Well, he's being a dog! :doh: Dogs do things that work for them... this often doesn't include what we think is polite. 

That said, I don't tolerate humping. I see so many dogs that get rather obsessed with it that it becomes a nerotic thing. So it's good you're working to stop it now while he's young! 

Boone would sometimes try to hump as a young puppy too. I corrected the behavior by pulling him out of the fun, leashing him up, and making him lie down by me for a minute or two. Just long enough for him to realize he's missing out on lots of fun. 

Then I'd let him go again. The key is to watch him really closely. If he's even starting to posture like he's going to try and hump another dog say "Griffyn, no!" If he actually tries it... time out again. Yes, it's tedious, but I prefer it to harshly correcting the dog, because then he'll just learn to avoid you. 

Also, the socialization my dogs get when they're young is with dogs I know. I make play groups of my own. That way I can control who my dog is playing with & the other owners can back me up if I need to have my puppy seperated from the others for a few minutes. The best way to do this is get in a puppy kindergarten class & start chatting with the other owners. Offer your backyard and sell it as an opportunity to wear out their puppy. A tired puppy is a good one. 

Boone goes to a dog park now... he's 15 months old. But I can control his behavior and I know a rough or badly behaved dog won't ruin his confidence. I worry with young puppies that one bad experience will leave them skittish or aggressively defensive.


----------



## mylissyk (Feb 25, 2007)

I don't have any great revelations. You just have to keep telling him no and pulling him off. The best deterrent is for the other dog to turn around and give him what for, but a lot of dogs aren't forceful enough with their disapproval. My foster dog was TERRIBLE about it the first several days he was here, my female stopped him cold, but my male didn't make the message strong enough. He did stop after a couple of days of being with my dogs all the time, but we had to intervene and be very firm about it.

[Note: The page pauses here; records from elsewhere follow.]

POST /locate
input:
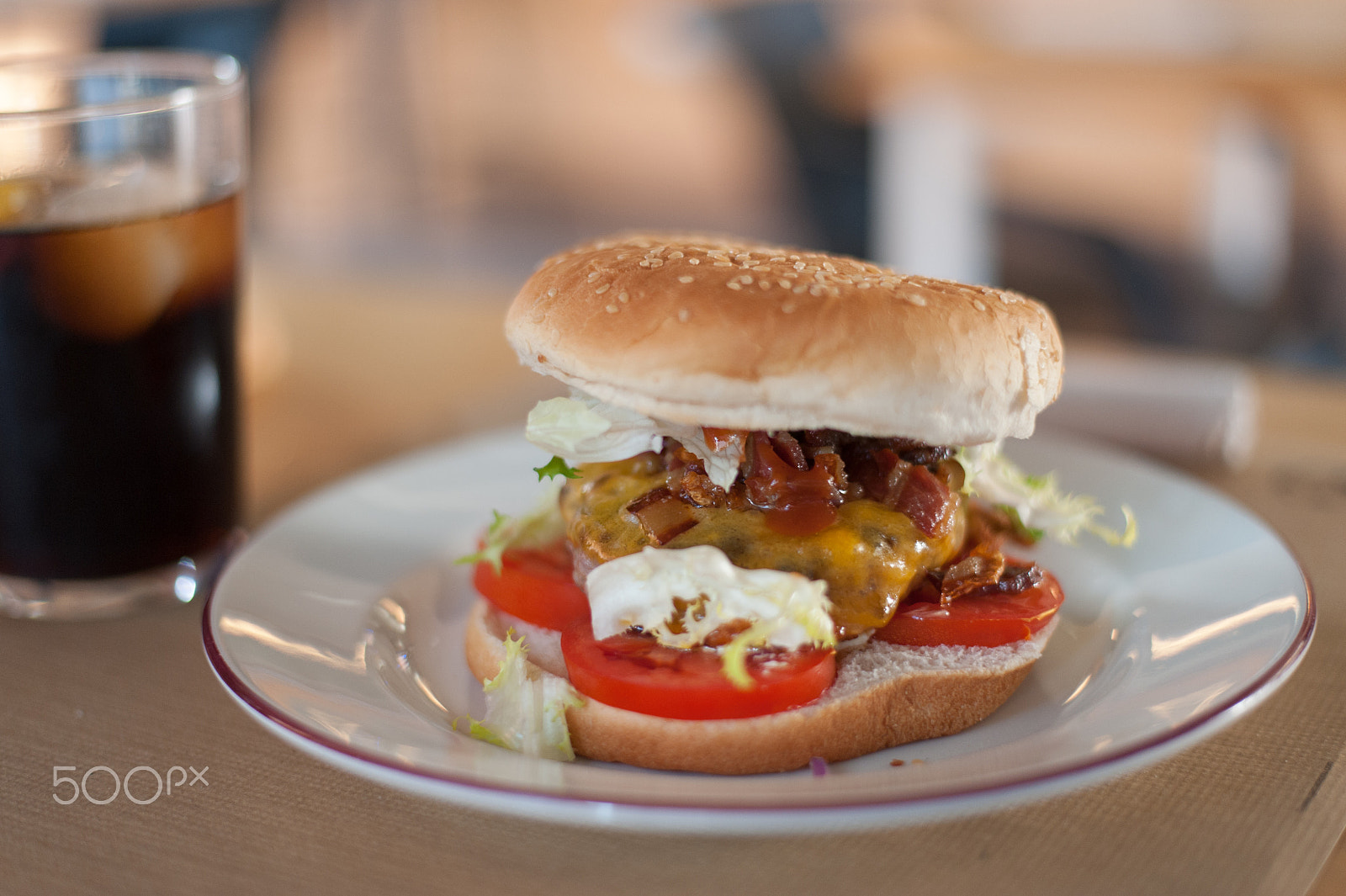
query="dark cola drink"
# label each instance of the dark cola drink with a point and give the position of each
(119, 406)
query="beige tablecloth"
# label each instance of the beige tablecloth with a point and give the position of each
(1258, 809)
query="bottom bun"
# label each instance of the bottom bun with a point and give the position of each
(883, 696)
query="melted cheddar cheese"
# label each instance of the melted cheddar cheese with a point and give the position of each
(870, 557)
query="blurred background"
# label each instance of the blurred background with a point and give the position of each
(1168, 171)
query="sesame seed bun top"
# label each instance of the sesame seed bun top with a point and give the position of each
(724, 332)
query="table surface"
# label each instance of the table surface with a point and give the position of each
(347, 373)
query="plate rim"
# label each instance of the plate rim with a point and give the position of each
(956, 799)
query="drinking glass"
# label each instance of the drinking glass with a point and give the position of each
(120, 184)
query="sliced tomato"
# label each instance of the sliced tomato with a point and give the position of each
(535, 584)
(976, 622)
(636, 673)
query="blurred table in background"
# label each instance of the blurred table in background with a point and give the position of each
(347, 372)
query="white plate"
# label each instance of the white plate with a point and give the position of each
(340, 627)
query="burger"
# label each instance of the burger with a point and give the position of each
(780, 528)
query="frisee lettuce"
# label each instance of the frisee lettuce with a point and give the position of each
(556, 467)
(585, 429)
(525, 708)
(1036, 500)
(538, 528)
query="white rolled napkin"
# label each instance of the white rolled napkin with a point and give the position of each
(1195, 411)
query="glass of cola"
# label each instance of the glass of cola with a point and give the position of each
(120, 186)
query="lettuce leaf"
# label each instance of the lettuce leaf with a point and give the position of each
(1038, 501)
(538, 527)
(525, 708)
(585, 429)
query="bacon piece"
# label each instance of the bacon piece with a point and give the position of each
(787, 448)
(926, 501)
(695, 487)
(663, 514)
(798, 502)
(881, 474)
(836, 469)
(979, 570)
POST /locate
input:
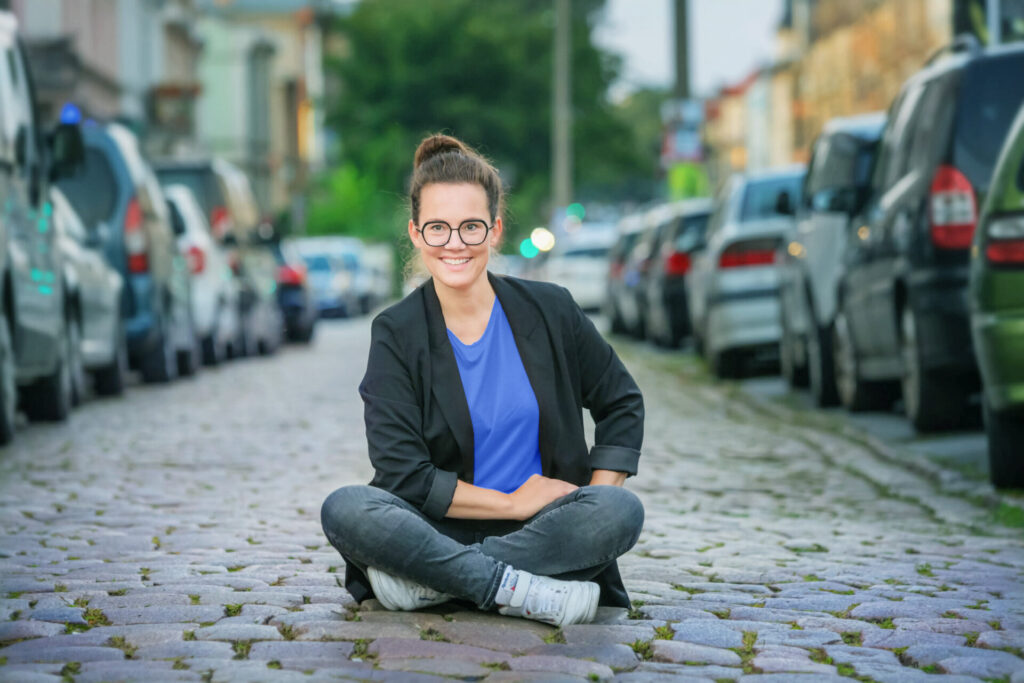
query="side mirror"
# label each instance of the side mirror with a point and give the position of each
(97, 236)
(67, 151)
(783, 204)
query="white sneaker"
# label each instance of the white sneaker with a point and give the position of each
(400, 594)
(553, 601)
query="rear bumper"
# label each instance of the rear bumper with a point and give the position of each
(998, 340)
(742, 318)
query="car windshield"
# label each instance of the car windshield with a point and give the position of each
(92, 190)
(317, 263)
(761, 195)
(988, 101)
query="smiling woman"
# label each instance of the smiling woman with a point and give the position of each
(483, 495)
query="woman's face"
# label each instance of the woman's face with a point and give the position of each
(456, 264)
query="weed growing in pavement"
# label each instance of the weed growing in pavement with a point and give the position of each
(665, 632)
(123, 645)
(556, 637)
(433, 634)
(643, 649)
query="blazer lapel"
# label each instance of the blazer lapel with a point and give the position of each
(445, 383)
(535, 351)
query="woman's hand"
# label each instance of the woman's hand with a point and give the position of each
(536, 493)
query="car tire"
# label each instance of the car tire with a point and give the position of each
(160, 365)
(8, 385)
(855, 393)
(49, 398)
(110, 380)
(821, 366)
(793, 370)
(1006, 433)
(930, 401)
(76, 365)
(727, 365)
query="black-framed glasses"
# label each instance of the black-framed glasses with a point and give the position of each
(438, 232)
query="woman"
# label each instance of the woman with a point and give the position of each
(484, 489)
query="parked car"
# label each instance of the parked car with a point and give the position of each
(581, 263)
(836, 188)
(214, 290)
(678, 231)
(902, 315)
(622, 302)
(36, 334)
(996, 303)
(732, 286)
(94, 289)
(117, 195)
(295, 298)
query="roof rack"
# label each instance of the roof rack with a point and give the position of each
(965, 42)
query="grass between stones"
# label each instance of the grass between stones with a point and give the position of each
(643, 648)
(242, 648)
(433, 634)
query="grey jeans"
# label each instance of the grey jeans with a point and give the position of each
(573, 538)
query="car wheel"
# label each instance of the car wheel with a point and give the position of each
(1006, 433)
(8, 385)
(820, 366)
(854, 392)
(931, 402)
(794, 370)
(160, 364)
(110, 380)
(50, 397)
(76, 366)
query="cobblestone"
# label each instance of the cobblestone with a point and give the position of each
(774, 549)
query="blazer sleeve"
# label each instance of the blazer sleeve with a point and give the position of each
(611, 395)
(393, 422)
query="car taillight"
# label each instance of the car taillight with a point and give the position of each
(136, 248)
(752, 252)
(1007, 241)
(677, 263)
(219, 221)
(953, 209)
(197, 260)
(288, 274)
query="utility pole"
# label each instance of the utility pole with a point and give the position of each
(994, 15)
(561, 119)
(682, 56)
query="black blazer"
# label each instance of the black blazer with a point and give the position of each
(419, 431)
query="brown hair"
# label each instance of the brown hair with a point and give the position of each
(444, 159)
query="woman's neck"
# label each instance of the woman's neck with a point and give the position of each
(465, 305)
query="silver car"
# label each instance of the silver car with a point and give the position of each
(94, 288)
(732, 287)
(838, 181)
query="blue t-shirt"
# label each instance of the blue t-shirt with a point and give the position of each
(502, 407)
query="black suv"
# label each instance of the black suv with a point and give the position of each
(902, 315)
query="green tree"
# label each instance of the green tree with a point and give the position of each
(480, 71)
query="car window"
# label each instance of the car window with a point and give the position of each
(761, 195)
(991, 93)
(92, 189)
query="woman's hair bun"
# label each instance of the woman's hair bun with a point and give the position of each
(436, 144)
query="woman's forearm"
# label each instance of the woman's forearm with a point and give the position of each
(472, 502)
(607, 478)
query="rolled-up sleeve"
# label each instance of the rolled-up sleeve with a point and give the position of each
(393, 423)
(612, 397)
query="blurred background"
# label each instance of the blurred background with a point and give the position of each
(826, 189)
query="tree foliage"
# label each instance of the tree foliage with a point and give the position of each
(481, 71)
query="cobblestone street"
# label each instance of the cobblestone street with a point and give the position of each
(175, 536)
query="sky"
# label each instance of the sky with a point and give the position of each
(728, 39)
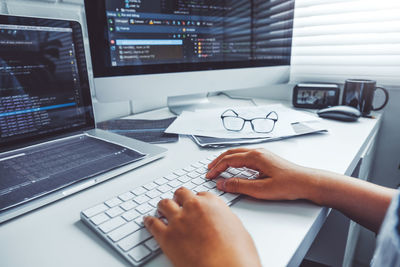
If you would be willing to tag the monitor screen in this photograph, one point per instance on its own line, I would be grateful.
(44, 88)
(131, 37)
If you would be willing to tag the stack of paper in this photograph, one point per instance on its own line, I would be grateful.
(206, 127)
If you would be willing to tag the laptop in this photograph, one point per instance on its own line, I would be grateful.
(49, 146)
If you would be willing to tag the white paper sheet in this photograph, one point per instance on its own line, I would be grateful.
(207, 122)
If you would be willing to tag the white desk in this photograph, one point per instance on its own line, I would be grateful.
(283, 231)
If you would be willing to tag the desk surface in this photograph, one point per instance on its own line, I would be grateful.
(282, 231)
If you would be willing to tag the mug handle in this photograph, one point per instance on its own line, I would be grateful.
(386, 99)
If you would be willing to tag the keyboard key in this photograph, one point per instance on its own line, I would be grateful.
(153, 193)
(171, 176)
(114, 212)
(95, 210)
(168, 195)
(154, 202)
(141, 199)
(152, 244)
(139, 253)
(189, 169)
(247, 174)
(111, 224)
(216, 192)
(184, 179)
(189, 185)
(123, 231)
(205, 161)
(99, 218)
(134, 239)
(203, 170)
(161, 181)
(228, 197)
(200, 188)
(180, 172)
(193, 174)
(128, 205)
(126, 196)
(139, 221)
(197, 165)
(175, 183)
(233, 171)
(150, 186)
(145, 208)
(225, 175)
(130, 215)
(113, 202)
(198, 181)
(212, 157)
(164, 188)
(210, 184)
(139, 191)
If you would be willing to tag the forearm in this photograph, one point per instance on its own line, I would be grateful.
(363, 202)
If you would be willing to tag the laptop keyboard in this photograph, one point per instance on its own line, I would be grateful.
(119, 220)
(49, 167)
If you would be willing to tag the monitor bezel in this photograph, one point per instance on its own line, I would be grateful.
(24, 140)
(100, 51)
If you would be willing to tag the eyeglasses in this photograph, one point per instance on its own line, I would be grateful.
(233, 122)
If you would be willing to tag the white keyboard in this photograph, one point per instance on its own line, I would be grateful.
(119, 221)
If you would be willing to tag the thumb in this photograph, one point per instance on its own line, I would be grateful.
(252, 188)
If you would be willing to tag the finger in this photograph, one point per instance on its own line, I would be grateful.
(205, 194)
(228, 152)
(254, 188)
(168, 208)
(156, 227)
(236, 161)
(182, 195)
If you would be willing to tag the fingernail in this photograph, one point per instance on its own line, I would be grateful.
(221, 184)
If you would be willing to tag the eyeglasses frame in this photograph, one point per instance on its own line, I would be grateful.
(248, 120)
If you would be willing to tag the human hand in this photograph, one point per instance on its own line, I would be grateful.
(201, 231)
(278, 179)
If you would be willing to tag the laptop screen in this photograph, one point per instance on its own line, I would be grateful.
(44, 87)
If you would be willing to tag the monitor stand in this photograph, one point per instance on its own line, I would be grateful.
(177, 104)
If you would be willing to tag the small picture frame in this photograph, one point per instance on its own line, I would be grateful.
(315, 96)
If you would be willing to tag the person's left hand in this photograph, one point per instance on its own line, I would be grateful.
(201, 231)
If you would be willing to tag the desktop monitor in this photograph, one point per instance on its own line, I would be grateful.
(163, 48)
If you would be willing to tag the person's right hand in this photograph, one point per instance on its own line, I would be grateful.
(278, 179)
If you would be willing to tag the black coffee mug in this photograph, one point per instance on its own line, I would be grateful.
(360, 94)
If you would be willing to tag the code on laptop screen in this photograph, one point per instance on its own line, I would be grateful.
(40, 80)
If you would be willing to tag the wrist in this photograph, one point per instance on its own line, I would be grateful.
(311, 185)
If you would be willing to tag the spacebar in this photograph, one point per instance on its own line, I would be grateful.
(134, 239)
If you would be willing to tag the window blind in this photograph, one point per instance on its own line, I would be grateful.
(341, 39)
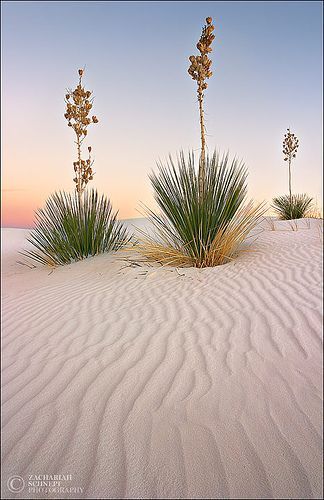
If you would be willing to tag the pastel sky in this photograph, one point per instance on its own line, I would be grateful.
(267, 65)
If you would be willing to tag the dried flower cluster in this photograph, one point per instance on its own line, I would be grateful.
(199, 70)
(290, 145)
(200, 65)
(78, 106)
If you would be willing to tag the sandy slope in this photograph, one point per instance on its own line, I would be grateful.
(156, 383)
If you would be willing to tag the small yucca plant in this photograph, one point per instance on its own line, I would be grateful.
(68, 230)
(294, 206)
(191, 231)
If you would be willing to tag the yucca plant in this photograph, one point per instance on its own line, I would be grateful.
(293, 206)
(68, 230)
(191, 231)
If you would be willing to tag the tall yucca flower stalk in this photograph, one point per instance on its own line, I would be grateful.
(199, 70)
(290, 146)
(78, 106)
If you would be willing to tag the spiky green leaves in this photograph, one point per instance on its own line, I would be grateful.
(199, 232)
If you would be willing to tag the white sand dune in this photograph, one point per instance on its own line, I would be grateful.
(142, 382)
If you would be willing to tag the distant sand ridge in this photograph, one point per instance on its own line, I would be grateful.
(142, 382)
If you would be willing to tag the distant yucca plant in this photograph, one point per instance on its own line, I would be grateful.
(68, 229)
(294, 206)
(195, 231)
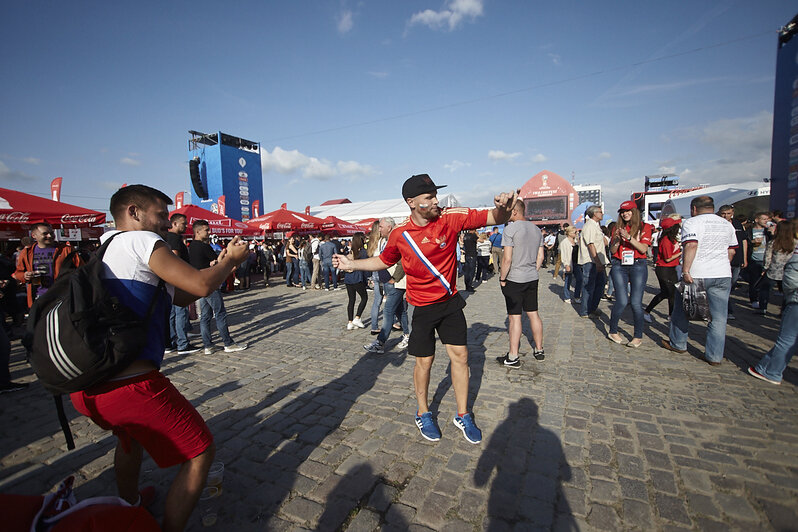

In your case since it's at the dog park, the best thing to do is pull him off, tell him no, leash him up and keep him in your control, you can try giving him some freedom after a few minutes, but everytime he does it you have to stop him again. Be good owners, don't let him behave that way, I personally get really irritated at owners in the dog park who won't stop their dogs from mounting, they always say "oh they are dogs they do that". NOT!


----------



## tintallie (May 31, 2006)

My dog has yet to hump anyone or any dog (he has mounted other dogs, but never long enough to do anything) BUT every morning that I take him out of his crate he gets TOO EXCITED.

He starts by humping the air and his penis is erect and extended out. Even if I grab him by the muzzle his hips are still going :doh: It takes a few minutes of holding his head for him to calm back down...trust me...it's not fun cleaning doggy fluids off the carpet.


----------



## Goldndust (Jul 30, 2005)

Humping does not always mean dominence, it can mean playing also. Humping is something that a lot of them will do when younger, and one thing that I found that has helped is having another dog that will knock them down a few times and this usually ends it all together since another dog knows there language the best and can teach it the best. Bianka done this with Kody when he was younger, it simply wasn't tolerated by her. No aggression whatsoever, she just shook him down everytime he mounted.

Of course, it is best to have a trustworthy dog that is well trained to teach them there lessons. A dog park is not the best place for this to take place.


----------